We are seeing a warning when running a system checks of the Cassandra Cluster
Category: Repair
Status: Warning
Description: Evaluate if a repair is needed
Suggested Action: The tables 'elementdata_xxxxx_xxx_xxxxx', 'objectreftreeelementtopdown', 'elementdata', 'objectreftransaction', 'analytics_alarmfocus', 'elementdata_xxxxx_xxx_xxxx', 'elementdata_yyyyy_yyy_yyyy', 'elementdata_xxxxx_xxx_xxxx', 'elementdata_yyyyy_yyy_yyyyy', 'analytics_changepoints_v1', 'maskstate', 'elementdata_yyyyy_yyy_yyyy', 'correlationslidingwindow_v2', 'elementdata_xxxxx_xxx_xxxxx', 'elementdata_xxxxx_xxx_xxxx', 'analytics_parameterinfo_v1', 'dveelementinfo', 'spectrum_max_id', 'view_build_status', 'analytics_changepoints_v2', 'datapoints', 'ai_cpalarms', 'elementdata_xxxxx_xxx_xxxx', 'elementlatch', 'elementdata_yyyyy_yyy_yyyy', 'objectreftreeelement', '', 'elementdata_xxxxx_xxx_xxxx', 'analytics_wavestream', 'cmigrationstatus', 'correlationmatchinfo_v2', 'elementdata_xxxxx_xxx_xxxxx' were not repaired within the tombstone removal period. Please increase the gc_grace_seconds or the frequency of the repairs. Repair checks for specific tables can be disabled in the Tables table.
The suggested action is to increase the gc_grace_seconds or the frequency of the repairs.
We are running a repair schedule with an interval of 7 days for the keyspaces in CassandraReaper. May I know what is the recommended repair frequency of the tables?
The tables elementdata_xxxxx_xxx_xxxxx and elementdata_yyyyy_yyy_yyyyy has a gc_grace_seconds of 864000 (10 days) which is higher than the repair frequency of 7 days, these tables are included in the suggested action column, may I know if these tables require an action?
Hi Dennis,
There are no major things that can go wrong if you don't attend to this. Worst case you will see data that should have been deleted already or in other words to avoid 'zombie' data. This could occur when your RF is higher than one (multiple nodes hold a copy) and you run a delete that was not received by all nodes directly or through hint files.

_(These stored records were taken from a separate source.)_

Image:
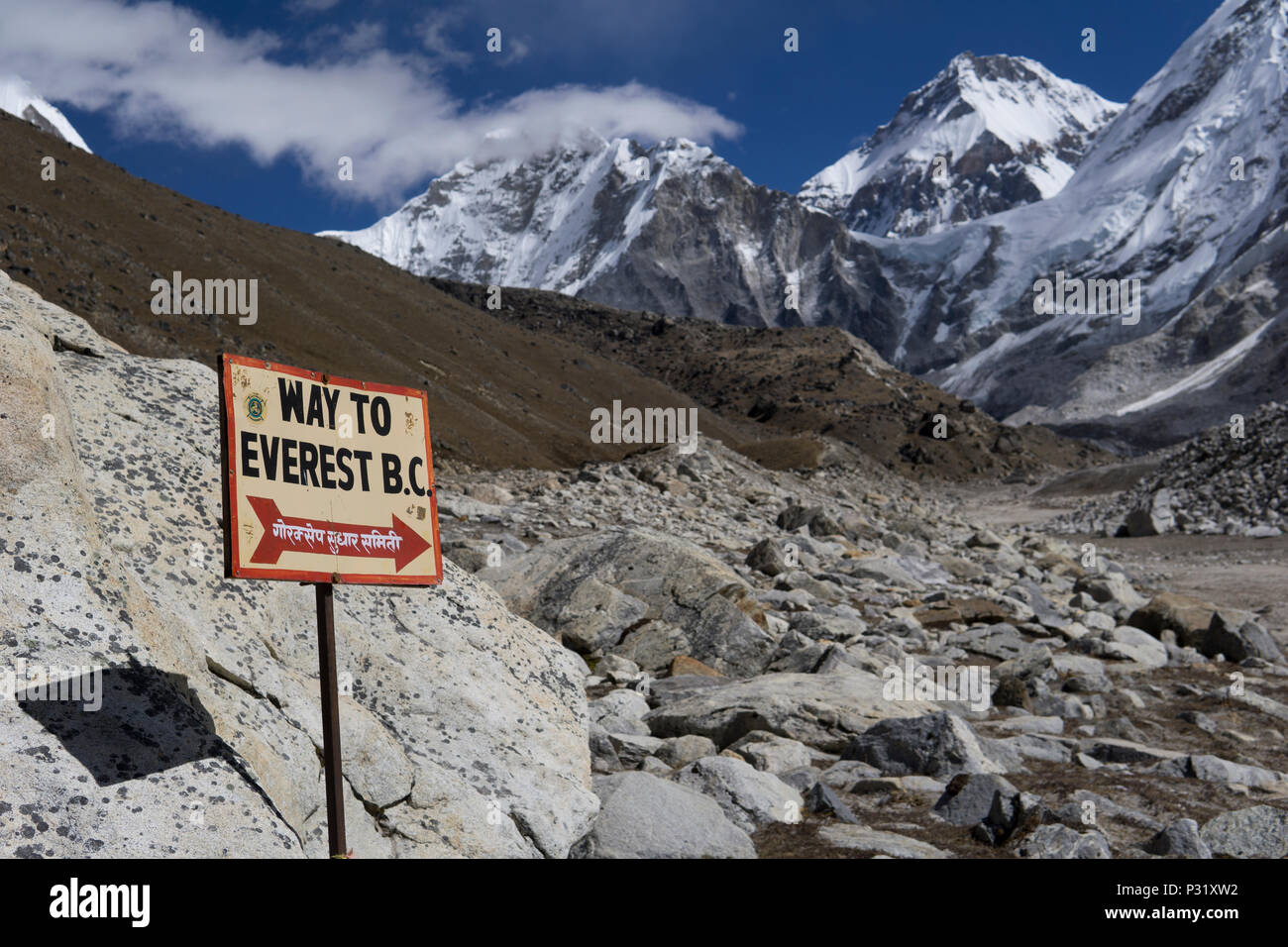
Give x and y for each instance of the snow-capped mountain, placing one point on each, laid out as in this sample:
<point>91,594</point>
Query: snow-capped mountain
<point>17,98</point>
<point>671,228</point>
<point>987,134</point>
<point>1183,191</point>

This is why you have gc_grace_seconds (time before tombstones can be removed), so if you run a repair you can let the other node know that there was a delete received after the insert. Having a high gc_grace_seconds means you keep the tombstones longer which gives you more grace time to run repairs to avoid this situation, but it can hurt perf and disk space as you might end up with lots of tombstones.
If your gc_grace_seconds is set to 10 days and your repair interval is 7d, then there should be no problem. Have a look into your repair history table to understand when the repairs were triggered on your nodes and if they were successful.